Musharraf Nearly Blown Up
On any other day it would be front-page news. As Dawn notes, General Pervez Musharraf, who styles himself president of Pakistan, was very nearly killed by a powerful bomb on a bridge to Rawalpindi that went off just after his convoy had passed over it. Musharraf has in recent days cracked down much harder than ever before on the jihadi groups in Pakistan, and they have vowed to kill him. Indeed, the no. 2 in al-Qaeda, Ayman al-Zawahiri, openly called for Musharraf’s assassination in a tape broadcast on al-Jazeerah.
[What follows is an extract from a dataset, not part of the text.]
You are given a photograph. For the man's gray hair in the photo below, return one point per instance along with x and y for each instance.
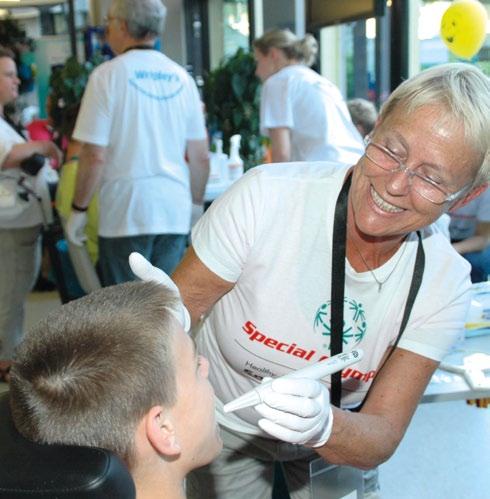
(145, 18)
(465, 92)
Likewise, Musharraf has made major peace overtures to India, which are deeply unpopular with the jihadis.
Musharraf is a secularist by instinct (he grew up partially in Turkey when his father was a diplomat at the Pakistani embassy in Ankara), and has proven a valuable US ally since September 11. The Pakistani military has arrested some 500 al-Qaeda members who fled to the country from Afghanistan, and has turned most of these, including Khalid Shaikh Muhammad and Abu Zubayda, over to the United States.
Pakistan is a nuclear power, and were Musharraf to be killed and replaced by an Islamist general, that development could throw South Asia and Afghanistan into turmoil and threaten the security of the US. The incident is a reminder that despite the arrest near Tikrit, the world remains a dangerous place for the US and its allies.